The matrix $Y_n$ is obtained in MATLAB with `pascal(n,1)`; this can be a decrease triangular sq. root of the id matrix. Turnbull (1927) famous that by rotating $Y_n$ by way of 90 levels one obtains a dice root of the id matrix.
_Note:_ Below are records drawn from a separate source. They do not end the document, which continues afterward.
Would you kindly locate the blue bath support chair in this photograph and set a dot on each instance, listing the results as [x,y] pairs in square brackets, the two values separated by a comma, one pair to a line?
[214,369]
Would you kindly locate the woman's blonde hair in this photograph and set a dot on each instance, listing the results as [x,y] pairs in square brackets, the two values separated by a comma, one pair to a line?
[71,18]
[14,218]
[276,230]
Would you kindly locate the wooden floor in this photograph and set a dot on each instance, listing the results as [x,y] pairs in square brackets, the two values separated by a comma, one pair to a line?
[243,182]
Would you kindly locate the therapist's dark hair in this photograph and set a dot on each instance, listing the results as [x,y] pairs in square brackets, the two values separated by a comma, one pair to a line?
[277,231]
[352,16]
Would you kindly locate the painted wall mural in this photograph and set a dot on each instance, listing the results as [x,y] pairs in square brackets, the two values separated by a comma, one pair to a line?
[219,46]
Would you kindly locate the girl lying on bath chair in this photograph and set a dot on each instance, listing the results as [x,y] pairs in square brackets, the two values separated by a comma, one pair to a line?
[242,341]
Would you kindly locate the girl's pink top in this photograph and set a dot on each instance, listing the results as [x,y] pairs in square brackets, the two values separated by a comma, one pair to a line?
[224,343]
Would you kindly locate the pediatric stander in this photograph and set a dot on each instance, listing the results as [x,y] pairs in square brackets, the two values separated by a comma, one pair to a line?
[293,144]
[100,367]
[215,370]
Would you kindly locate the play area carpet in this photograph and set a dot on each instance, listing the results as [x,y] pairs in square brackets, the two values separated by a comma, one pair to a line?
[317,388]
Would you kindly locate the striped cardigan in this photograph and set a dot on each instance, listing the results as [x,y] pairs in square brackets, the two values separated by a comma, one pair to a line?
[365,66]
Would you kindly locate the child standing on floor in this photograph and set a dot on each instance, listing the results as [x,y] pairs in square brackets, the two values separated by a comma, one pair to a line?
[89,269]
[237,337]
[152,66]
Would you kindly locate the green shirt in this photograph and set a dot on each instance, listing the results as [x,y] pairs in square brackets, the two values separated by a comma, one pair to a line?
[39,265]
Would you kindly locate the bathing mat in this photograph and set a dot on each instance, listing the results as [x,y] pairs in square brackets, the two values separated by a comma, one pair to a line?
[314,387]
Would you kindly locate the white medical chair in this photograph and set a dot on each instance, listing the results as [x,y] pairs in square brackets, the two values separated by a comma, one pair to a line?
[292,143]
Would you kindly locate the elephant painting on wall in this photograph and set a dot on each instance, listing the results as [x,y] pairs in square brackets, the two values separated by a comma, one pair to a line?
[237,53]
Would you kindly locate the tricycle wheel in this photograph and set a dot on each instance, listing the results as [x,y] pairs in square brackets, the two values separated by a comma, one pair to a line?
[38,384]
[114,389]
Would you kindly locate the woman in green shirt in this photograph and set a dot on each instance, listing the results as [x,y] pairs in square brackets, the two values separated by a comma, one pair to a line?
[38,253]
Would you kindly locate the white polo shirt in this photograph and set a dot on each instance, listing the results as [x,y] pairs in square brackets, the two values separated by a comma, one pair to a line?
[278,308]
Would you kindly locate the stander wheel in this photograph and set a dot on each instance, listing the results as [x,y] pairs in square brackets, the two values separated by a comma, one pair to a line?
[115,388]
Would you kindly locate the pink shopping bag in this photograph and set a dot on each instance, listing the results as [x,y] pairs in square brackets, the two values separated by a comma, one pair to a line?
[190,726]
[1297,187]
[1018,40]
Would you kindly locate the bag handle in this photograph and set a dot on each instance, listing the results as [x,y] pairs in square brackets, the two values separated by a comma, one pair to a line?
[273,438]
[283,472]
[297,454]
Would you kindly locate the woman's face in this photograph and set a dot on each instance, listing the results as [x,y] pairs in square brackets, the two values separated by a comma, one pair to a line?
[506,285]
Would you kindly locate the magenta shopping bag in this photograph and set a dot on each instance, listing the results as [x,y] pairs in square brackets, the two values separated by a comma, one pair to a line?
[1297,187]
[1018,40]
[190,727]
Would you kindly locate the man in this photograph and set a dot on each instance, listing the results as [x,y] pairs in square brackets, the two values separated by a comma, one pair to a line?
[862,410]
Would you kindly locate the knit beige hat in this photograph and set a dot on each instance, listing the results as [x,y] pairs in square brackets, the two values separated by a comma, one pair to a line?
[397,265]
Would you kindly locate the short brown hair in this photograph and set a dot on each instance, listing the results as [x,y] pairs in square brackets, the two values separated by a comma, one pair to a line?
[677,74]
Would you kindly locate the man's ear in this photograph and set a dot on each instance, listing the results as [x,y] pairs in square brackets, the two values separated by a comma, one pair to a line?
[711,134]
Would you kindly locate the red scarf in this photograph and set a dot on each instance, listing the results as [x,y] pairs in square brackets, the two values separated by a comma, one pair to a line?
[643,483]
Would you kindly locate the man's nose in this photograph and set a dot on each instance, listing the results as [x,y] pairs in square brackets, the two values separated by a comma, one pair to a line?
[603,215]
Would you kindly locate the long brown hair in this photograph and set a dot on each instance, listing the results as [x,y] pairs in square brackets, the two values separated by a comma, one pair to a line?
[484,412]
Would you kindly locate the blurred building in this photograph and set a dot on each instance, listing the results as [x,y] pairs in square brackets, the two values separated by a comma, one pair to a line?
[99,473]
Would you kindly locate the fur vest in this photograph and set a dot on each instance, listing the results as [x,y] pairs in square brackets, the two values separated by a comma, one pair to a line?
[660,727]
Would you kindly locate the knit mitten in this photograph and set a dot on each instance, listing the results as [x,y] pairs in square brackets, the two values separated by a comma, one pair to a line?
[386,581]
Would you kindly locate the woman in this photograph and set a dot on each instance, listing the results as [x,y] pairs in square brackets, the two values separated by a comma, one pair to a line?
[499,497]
This matrix is returned by `pascal(n,2)`. For instance, with $n = 5$:

$notag hspace*{-1cm} X = left[begin{array}{rrrrr} 1 & 1 & 1 & 1 & 1 -4 & -3 & -2 & -1 & 0 6 & 3 & 1 & 0 & 0 -4 & -1 & 0 & 0 & 0 1 & 0 & 0 & 0 & 0 end{array}right], quad X^2 = left[begin{array}{rrrrr} 0 & 0 & 0 & 0 & 1 0 & 0 & 0 & -1 & -4 0 & 0 & 1 & 3 & 6 0 & -1 & -2 & -3 & -4 1 & 1 & 1 & 1 & 1 end{array}right], quad X^3 = I.$

The logarithm of $L_n$ is explicitly recognized: it’s the higher bidiagonal matrix

$notag log L_n = left[begin{array}{ccccc} 0 & 1 & & & & 0 & 2 & & [-5pt] & & 0 & ddots & [-5pt] & & & ddots & n-1 & & & & 0 end{array}right]. qquad (5)$

## Notes

For proofs of (2) and (4) see Cohen (1975) and Name and Velleman (1993). respectively. For (5), see Edelman and Strang (2004). The infinite divisibility of the Pascal matrix is infinitely is proven by Bhatia (2006). For the entire positivity property see Fallat and Johnson (2011).